CHARLESTON – Ben Stout took his fight against the GreenHunter Water natural gas frack water recycling plant to Charleston on Tuesday, as he testified to the West Virginia Joint Legislative Oversight Commission on State Water Resources.

On the other side of the debate, GreenHunter Vice President of Operations Rick Zickefoose also spoke before the special committee of the West Virginia Legislature. He took the place of John Jack, vice president of Business Development for GreenHunter, who had been on the commission’s schedule.

“I want to make sure that legislators are aware of this. This should not be taken lightly. I don’t think that a facility like this belongs near a residential area. Too many people are too close – and the stuff is way too nasty,” Stout, a Wheeling Jesuit University biology professor, said prior to his official testimony. “This stuff is hazardous waste.”

“We were invited to give an overview of what we do,” Zickefoose said of the session. “This was just an informational session for us to show them what is involved.”

However, Stout remains resolute in his opposition. He said arsenic, barium and bromides are some of the potentially hazardous compounds Stout said GreenHunter could be trucking into the site at North 28th Street in the Warwood section of Wheeling. The company also continues seeking permission from the U.S. Coast Guard to place the waste on Ohio River barges that would be loaded in Warwood at a rate of about one per week.

Stout has said he does not believe the West Virginia Department of Environmental Protection will oversee the project.
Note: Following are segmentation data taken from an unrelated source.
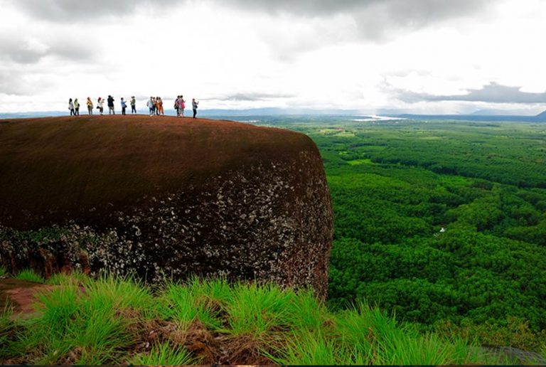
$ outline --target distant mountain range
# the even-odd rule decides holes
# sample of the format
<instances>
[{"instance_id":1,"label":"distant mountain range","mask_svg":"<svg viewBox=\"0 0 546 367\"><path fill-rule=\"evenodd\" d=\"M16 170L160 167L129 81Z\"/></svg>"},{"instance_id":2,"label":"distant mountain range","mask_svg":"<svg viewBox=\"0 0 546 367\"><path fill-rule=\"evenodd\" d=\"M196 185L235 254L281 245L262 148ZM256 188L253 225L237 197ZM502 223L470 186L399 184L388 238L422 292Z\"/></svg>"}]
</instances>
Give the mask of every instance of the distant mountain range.
<instances>
[{"instance_id":1,"label":"distant mountain range","mask_svg":"<svg viewBox=\"0 0 546 367\"><path fill-rule=\"evenodd\" d=\"M412 119L454 119L461 121L502 121L513 122L546 122L546 111L536 116L518 116L506 115L478 115L474 112L472 115L398 115L397 117L403 117Z\"/></svg>"},{"instance_id":2,"label":"distant mountain range","mask_svg":"<svg viewBox=\"0 0 546 367\"><path fill-rule=\"evenodd\" d=\"M189 111L191 112L191 111ZM146 114L148 110L139 110L139 113ZM480 110L471 115L412 115L397 114L394 111L379 112L380 116L390 116L393 117L402 117L412 119L452 119L465 121L503 121L503 122L546 122L546 111L536 116L524 116L515 115L500 115L506 113L503 111ZM119 112L118 112L119 113ZM174 110L167 110L166 115L174 115ZM60 111L37 112L17 112L1 113L0 119L41 117L48 116L65 116L68 114ZM86 115L82 113L82 115ZM363 116L364 114L357 110L312 110L309 108L252 108L248 110L200 110L199 116L204 117L242 117L242 116ZM368 114L369 115L369 114Z\"/></svg>"}]
</instances>

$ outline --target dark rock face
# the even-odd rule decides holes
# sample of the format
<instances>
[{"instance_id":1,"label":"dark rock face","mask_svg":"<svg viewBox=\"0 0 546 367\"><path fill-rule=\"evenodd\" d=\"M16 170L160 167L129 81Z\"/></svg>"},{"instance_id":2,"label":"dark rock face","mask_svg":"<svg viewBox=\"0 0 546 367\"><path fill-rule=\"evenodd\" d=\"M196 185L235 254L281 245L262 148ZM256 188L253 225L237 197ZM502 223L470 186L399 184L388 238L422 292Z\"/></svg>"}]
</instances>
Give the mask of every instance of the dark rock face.
<instances>
[{"instance_id":1,"label":"dark rock face","mask_svg":"<svg viewBox=\"0 0 546 367\"><path fill-rule=\"evenodd\" d=\"M186 121L0 124L0 262L45 275L221 275L324 297L333 218L315 144L286 130Z\"/></svg>"}]
</instances>

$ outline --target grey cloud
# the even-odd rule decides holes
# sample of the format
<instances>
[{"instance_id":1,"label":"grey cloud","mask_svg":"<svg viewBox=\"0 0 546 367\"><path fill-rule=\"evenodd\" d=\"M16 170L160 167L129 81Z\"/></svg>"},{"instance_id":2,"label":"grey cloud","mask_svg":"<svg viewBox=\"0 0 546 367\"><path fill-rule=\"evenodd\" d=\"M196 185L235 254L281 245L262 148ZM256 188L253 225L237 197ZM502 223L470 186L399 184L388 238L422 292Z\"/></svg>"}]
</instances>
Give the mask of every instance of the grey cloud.
<instances>
[{"instance_id":1,"label":"grey cloud","mask_svg":"<svg viewBox=\"0 0 546 367\"><path fill-rule=\"evenodd\" d=\"M346 14L360 36L380 41L397 31L418 29L434 23L473 15L492 0L223 0L250 11L306 17Z\"/></svg>"},{"instance_id":2,"label":"grey cloud","mask_svg":"<svg viewBox=\"0 0 546 367\"><path fill-rule=\"evenodd\" d=\"M246 92L235 93L223 96L218 96L208 100L216 100L222 101L237 101L237 102L255 102L274 100L277 98L292 98L294 95L289 94L274 94L274 93L259 93L259 92Z\"/></svg>"},{"instance_id":3,"label":"grey cloud","mask_svg":"<svg viewBox=\"0 0 546 367\"><path fill-rule=\"evenodd\" d=\"M418 28L435 22L483 10L493 0L209 0L223 7L266 14L303 17L338 14L352 16L361 35L380 39L393 30ZM50 21L76 22L119 17L136 9L159 6L168 9L188 0L11 0L11 4L34 17Z\"/></svg>"},{"instance_id":4,"label":"grey cloud","mask_svg":"<svg viewBox=\"0 0 546 367\"><path fill-rule=\"evenodd\" d=\"M91 50L77 40L65 40L63 43L41 40L43 48L31 47L23 39L0 36L0 60L7 60L20 64L33 64L46 56L58 57L64 60L81 61L93 57ZM49 46L52 44L52 46Z\"/></svg>"},{"instance_id":5,"label":"grey cloud","mask_svg":"<svg viewBox=\"0 0 546 367\"><path fill-rule=\"evenodd\" d=\"M399 100L410 103L416 102L467 101L488 102L491 103L545 103L546 92L530 93L522 92L521 87L509 87L491 83L481 89L469 89L465 95L433 95L414 92L397 91Z\"/></svg>"},{"instance_id":6,"label":"grey cloud","mask_svg":"<svg viewBox=\"0 0 546 367\"><path fill-rule=\"evenodd\" d=\"M158 5L176 4L176 0L11 0L13 6L36 18L50 21L93 21L104 16L119 17L133 13L140 6L154 9Z\"/></svg>"}]
</instances>

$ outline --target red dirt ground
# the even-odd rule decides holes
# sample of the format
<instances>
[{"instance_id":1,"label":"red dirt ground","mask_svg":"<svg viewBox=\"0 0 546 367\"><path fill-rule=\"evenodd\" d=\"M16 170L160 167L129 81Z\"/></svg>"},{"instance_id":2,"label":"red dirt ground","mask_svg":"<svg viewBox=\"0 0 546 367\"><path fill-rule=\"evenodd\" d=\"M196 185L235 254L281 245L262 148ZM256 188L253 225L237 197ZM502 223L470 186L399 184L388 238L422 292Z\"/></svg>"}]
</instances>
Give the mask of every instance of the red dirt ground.
<instances>
[{"instance_id":1,"label":"red dirt ground","mask_svg":"<svg viewBox=\"0 0 546 367\"><path fill-rule=\"evenodd\" d=\"M0 120L0 225L38 228L58 223L67 211L100 216L145 196L302 150L316 150L302 134L228 121L145 115Z\"/></svg>"},{"instance_id":2,"label":"red dirt ground","mask_svg":"<svg viewBox=\"0 0 546 367\"><path fill-rule=\"evenodd\" d=\"M38 293L52 289L53 286L26 280L0 279L0 309L8 305L14 307L14 314L33 314Z\"/></svg>"}]
</instances>

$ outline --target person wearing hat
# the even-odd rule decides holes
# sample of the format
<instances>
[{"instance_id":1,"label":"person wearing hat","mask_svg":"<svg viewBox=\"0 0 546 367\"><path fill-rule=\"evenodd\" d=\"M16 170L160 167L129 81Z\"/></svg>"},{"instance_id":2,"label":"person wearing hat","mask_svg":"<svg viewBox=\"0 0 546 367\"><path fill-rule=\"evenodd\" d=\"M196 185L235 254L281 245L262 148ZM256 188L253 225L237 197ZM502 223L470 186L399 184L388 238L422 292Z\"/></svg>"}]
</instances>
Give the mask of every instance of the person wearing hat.
<instances>
[{"instance_id":1,"label":"person wearing hat","mask_svg":"<svg viewBox=\"0 0 546 367\"><path fill-rule=\"evenodd\" d=\"M87 111L89 112L89 115L93 115L93 101L91 100L90 97L87 97Z\"/></svg>"},{"instance_id":2,"label":"person wearing hat","mask_svg":"<svg viewBox=\"0 0 546 367\"><path fill-rule=\"evenodd\" d=\"M100 115L102 115L102 112L105 112L105 100L99 97L99 99L97 100L97 108L99 109L99 112L100 112Z\"/></svg>"},{"instance_id":3,"label":"person wearing hat","mask_svg":"<svg viewBox=\"0 0 546 367\"><path fill-rule=\"evenodd\" d=\"M195 98L191 99L191 107L193 109L193 118L196 118L196 115L197 115L197 105L199 105L198 102L196 101Z\"/></svg>"}]
</instances>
Jack said the DEP will do a “walk-through” inspection of the plant once it is up and running. However, DEP officials recently said GreenHunter does not need a permit from the agency.
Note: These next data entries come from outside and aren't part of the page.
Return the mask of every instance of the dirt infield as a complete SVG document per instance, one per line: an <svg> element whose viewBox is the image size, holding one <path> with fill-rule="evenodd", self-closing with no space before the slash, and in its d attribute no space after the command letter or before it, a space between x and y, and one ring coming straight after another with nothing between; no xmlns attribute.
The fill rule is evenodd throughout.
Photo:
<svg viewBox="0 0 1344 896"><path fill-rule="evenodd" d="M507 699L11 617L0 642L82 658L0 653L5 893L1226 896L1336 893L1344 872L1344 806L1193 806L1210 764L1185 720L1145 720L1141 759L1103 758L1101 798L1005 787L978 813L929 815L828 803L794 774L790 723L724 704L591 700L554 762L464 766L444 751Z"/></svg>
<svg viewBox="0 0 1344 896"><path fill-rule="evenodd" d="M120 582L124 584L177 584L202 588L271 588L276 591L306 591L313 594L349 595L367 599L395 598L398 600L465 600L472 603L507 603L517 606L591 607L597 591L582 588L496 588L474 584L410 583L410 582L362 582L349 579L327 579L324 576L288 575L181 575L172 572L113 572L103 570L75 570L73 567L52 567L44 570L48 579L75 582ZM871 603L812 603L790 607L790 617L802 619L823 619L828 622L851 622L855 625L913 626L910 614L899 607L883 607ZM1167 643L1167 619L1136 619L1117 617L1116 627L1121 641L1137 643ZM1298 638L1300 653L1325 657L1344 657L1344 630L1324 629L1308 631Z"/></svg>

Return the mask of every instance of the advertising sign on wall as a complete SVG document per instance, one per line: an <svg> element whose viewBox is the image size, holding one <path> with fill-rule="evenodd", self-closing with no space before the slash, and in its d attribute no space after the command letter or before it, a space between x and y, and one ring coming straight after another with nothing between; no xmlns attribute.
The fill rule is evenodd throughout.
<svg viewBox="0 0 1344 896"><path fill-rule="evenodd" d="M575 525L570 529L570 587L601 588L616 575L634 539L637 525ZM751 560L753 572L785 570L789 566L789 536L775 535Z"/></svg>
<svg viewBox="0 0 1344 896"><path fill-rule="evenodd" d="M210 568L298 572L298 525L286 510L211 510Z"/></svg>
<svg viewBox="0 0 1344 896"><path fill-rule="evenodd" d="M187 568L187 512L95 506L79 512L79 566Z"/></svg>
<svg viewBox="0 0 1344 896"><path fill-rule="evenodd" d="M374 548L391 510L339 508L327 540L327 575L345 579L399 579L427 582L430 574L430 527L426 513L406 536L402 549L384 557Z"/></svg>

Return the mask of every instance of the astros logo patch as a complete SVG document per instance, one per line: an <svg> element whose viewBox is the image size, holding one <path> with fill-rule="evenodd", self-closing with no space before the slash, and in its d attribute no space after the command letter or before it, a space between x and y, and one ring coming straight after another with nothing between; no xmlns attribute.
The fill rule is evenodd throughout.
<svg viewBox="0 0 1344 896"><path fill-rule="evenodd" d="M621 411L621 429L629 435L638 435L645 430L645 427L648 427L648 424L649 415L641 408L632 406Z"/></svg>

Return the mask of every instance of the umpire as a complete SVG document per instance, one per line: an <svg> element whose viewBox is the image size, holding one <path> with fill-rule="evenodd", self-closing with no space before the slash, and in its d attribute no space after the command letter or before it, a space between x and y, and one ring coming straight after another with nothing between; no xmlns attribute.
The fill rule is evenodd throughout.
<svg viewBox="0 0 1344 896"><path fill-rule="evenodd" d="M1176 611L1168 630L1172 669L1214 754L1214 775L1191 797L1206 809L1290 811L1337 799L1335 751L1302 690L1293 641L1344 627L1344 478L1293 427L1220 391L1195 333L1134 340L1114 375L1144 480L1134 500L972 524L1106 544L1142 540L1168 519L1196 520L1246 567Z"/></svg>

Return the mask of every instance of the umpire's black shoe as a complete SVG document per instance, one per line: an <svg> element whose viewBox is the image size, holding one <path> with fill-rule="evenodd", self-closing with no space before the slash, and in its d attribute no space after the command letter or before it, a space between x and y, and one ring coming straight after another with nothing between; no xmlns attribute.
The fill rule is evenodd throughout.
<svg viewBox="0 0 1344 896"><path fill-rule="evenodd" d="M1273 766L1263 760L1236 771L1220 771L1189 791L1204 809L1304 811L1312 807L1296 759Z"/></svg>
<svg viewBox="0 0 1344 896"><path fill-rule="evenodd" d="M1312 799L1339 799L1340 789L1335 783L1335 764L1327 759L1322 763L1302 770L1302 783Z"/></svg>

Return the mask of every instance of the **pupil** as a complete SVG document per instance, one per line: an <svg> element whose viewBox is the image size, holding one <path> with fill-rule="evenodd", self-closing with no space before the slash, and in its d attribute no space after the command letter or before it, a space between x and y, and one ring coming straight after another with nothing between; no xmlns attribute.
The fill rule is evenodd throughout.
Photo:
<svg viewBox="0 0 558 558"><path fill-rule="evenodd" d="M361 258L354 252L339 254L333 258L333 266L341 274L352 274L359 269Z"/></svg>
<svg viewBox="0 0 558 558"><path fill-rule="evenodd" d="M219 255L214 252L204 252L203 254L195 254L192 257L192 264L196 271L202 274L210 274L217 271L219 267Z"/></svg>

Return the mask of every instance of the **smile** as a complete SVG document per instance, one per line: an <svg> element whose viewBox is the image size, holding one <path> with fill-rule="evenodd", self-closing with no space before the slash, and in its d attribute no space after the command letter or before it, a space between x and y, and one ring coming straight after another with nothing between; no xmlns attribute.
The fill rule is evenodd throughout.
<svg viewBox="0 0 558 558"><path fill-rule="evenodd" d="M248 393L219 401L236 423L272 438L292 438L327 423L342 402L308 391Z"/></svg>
“We just need to get some factual information out there. Let the Legislature make their own decision,” Stout said. “Our first-responders don’t know what is in these trucks.”
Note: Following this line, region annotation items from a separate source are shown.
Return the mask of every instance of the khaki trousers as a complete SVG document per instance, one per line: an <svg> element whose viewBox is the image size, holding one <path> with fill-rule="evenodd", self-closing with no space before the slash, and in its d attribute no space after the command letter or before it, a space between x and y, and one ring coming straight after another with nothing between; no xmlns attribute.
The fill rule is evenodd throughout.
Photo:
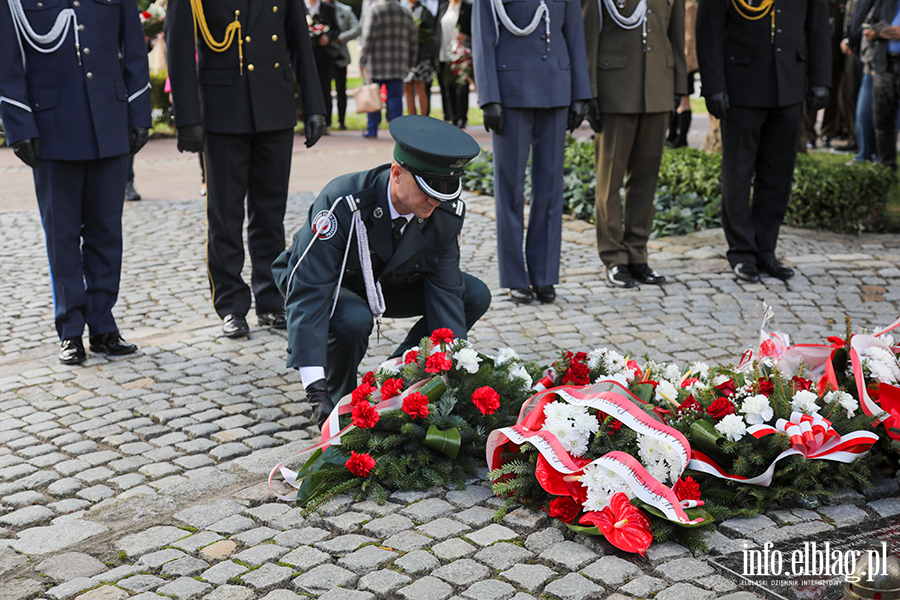
<svg viewBox="0 0 900 600"><path fill-rule="evenodd" d="M594 134L600 260L607 267L646 264L669 113L604 113L602 121Z"/></svg>

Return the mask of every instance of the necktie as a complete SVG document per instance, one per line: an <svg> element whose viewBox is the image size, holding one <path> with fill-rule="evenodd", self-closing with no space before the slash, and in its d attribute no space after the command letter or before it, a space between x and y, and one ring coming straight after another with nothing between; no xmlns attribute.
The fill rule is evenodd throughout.
<svg viewBox="0 0 900 600"><path fill-rule="evenodd" d="M396 250L397 246L400 245L400 238L403 237L403 226L406 225L406 217L397 217L391 223L393 224L392 243L394 250Z"/></svg>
Officials with the Nuclear Regulatory Commission said the brine GreenHunter wants to recycle in Warwood can contain radioactive radium and radon. Though radium, uranium and radon are considered radioactive, Jack said these elements will be minuscule in volume. He also said the company’s workers will wear radiation detectors while on the job.

“Radium, when concentrations greatly exceed hazardous waste standards, creates a problem,” Stout said.

Jack said approximately 30 trucks, each carrying about 100 barrels of brine water from local fracking operations, should arrive at the site each day once it is up and running. He and other GreenHunter officials have also said they do not understand why there would be a problem with barging the waste, citing barges that carry coal on the river daily.